3  Column classes & names

Each column in a dataset contains values of a specific type, or class. A class defines the type of data in a column and determines how those data are interpreted in R, and how we can modify those data. For instance, it doesn’t make sense to apply a mathematical equation to a word or a sentence. The phrase “hello” doesn’t reveal whether something is true or false. Knowing what types, or classes, of data are in each column of your table will ensure those data behave as expected later on. Classes are important to understand because, generally, functions only work on compatible data types.

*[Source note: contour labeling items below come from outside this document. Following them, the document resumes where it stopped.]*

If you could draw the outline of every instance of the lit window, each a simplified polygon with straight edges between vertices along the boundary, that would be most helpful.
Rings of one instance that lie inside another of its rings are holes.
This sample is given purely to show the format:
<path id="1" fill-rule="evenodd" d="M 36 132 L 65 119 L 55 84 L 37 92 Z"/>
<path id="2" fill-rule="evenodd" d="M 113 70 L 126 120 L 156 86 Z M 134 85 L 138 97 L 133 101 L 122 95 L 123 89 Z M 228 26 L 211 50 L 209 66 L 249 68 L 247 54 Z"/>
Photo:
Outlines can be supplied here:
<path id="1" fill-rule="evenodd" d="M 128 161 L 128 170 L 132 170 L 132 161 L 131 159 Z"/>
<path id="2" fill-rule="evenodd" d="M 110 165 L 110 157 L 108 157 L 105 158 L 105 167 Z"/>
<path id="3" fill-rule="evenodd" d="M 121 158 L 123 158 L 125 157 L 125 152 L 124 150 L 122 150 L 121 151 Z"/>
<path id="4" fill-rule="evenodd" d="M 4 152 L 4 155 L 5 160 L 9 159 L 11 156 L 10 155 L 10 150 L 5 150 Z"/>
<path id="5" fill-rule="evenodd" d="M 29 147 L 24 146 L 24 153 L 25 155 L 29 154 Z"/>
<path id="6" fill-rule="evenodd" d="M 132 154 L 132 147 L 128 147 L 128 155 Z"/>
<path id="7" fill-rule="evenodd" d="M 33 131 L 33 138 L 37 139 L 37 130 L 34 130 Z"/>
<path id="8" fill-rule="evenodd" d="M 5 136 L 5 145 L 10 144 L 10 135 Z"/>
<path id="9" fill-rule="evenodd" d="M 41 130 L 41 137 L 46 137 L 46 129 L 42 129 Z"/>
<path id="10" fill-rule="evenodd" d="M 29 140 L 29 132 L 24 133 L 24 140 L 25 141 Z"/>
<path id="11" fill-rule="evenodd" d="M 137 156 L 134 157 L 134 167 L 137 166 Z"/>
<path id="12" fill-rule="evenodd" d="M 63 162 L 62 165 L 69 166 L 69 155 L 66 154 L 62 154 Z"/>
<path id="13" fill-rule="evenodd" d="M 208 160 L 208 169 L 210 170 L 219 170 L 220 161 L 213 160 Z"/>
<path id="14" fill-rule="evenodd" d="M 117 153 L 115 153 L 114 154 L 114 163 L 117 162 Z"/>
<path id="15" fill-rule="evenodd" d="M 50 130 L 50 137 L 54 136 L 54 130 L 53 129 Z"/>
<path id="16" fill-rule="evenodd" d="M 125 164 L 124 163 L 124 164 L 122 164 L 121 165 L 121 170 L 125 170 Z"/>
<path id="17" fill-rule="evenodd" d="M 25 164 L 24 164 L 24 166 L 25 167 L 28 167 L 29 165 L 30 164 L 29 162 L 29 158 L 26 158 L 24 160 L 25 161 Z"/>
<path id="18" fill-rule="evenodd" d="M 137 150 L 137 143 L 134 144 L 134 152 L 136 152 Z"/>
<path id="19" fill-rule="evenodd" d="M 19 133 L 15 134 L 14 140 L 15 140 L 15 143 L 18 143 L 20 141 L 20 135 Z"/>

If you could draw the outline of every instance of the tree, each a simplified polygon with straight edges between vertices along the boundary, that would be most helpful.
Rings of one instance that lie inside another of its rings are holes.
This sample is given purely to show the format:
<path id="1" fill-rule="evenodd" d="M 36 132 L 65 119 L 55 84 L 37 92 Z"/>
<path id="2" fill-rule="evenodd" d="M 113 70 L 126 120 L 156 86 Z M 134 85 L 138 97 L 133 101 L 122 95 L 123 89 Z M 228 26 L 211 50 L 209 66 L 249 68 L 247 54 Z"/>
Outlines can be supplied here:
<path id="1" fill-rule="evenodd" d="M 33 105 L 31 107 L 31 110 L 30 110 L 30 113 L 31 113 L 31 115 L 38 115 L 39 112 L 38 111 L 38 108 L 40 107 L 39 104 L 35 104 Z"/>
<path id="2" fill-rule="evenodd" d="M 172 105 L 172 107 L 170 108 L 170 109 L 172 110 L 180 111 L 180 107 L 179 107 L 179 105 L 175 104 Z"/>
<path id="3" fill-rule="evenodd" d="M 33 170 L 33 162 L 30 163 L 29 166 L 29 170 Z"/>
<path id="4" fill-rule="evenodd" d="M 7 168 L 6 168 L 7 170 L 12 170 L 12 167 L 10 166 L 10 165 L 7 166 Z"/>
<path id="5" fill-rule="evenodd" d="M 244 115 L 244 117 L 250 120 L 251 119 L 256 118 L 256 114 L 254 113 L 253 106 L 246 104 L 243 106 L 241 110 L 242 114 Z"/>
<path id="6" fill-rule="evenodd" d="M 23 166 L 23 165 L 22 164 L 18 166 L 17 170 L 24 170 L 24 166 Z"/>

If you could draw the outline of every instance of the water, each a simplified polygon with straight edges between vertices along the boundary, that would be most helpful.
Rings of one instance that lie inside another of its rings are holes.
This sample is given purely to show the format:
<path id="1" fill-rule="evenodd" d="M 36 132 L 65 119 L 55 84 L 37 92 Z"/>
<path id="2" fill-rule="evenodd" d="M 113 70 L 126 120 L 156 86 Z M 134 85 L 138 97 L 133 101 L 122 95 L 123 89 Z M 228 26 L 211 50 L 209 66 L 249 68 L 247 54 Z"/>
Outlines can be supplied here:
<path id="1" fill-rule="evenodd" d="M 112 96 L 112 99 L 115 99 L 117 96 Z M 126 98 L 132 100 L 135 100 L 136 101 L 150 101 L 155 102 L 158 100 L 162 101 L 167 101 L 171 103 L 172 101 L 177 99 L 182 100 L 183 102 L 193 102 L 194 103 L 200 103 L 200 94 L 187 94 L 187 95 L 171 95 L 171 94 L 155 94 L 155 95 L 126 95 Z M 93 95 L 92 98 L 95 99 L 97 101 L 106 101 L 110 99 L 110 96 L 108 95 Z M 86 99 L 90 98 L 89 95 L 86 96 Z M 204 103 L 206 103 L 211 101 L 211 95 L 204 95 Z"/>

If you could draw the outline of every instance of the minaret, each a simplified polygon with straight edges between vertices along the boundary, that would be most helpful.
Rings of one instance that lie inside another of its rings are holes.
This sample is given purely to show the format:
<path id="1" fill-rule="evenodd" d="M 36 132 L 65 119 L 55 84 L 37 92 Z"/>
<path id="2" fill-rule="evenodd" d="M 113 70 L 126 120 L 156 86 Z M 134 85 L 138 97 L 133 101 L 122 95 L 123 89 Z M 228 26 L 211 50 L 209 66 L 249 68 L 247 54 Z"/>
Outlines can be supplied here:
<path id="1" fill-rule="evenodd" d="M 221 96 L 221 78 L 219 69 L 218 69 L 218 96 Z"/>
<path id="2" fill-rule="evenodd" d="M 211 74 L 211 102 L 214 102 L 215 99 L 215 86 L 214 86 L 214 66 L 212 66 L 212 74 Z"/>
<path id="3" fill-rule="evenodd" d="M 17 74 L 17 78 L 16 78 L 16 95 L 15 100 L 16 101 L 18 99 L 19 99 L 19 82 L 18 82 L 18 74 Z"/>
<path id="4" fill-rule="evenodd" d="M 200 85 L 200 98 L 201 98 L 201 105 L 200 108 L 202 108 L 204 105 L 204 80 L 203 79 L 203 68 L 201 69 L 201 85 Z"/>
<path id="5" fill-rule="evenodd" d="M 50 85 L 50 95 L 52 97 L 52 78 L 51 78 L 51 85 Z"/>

Column names can also cause compatibility issues when working with a dataset. Depending on the source of your dataset, existing column names may be uninformative (e.g. col1, tga42.D), oddly formatted once imported into R (e.g. How.Much.Soil.Is.In.This.Plot..), or internally inconsistent (e.g. species_name, scientificName). Modifying these can make it much easier to work with the data and avoid errors caused by mismatched or confusing column names.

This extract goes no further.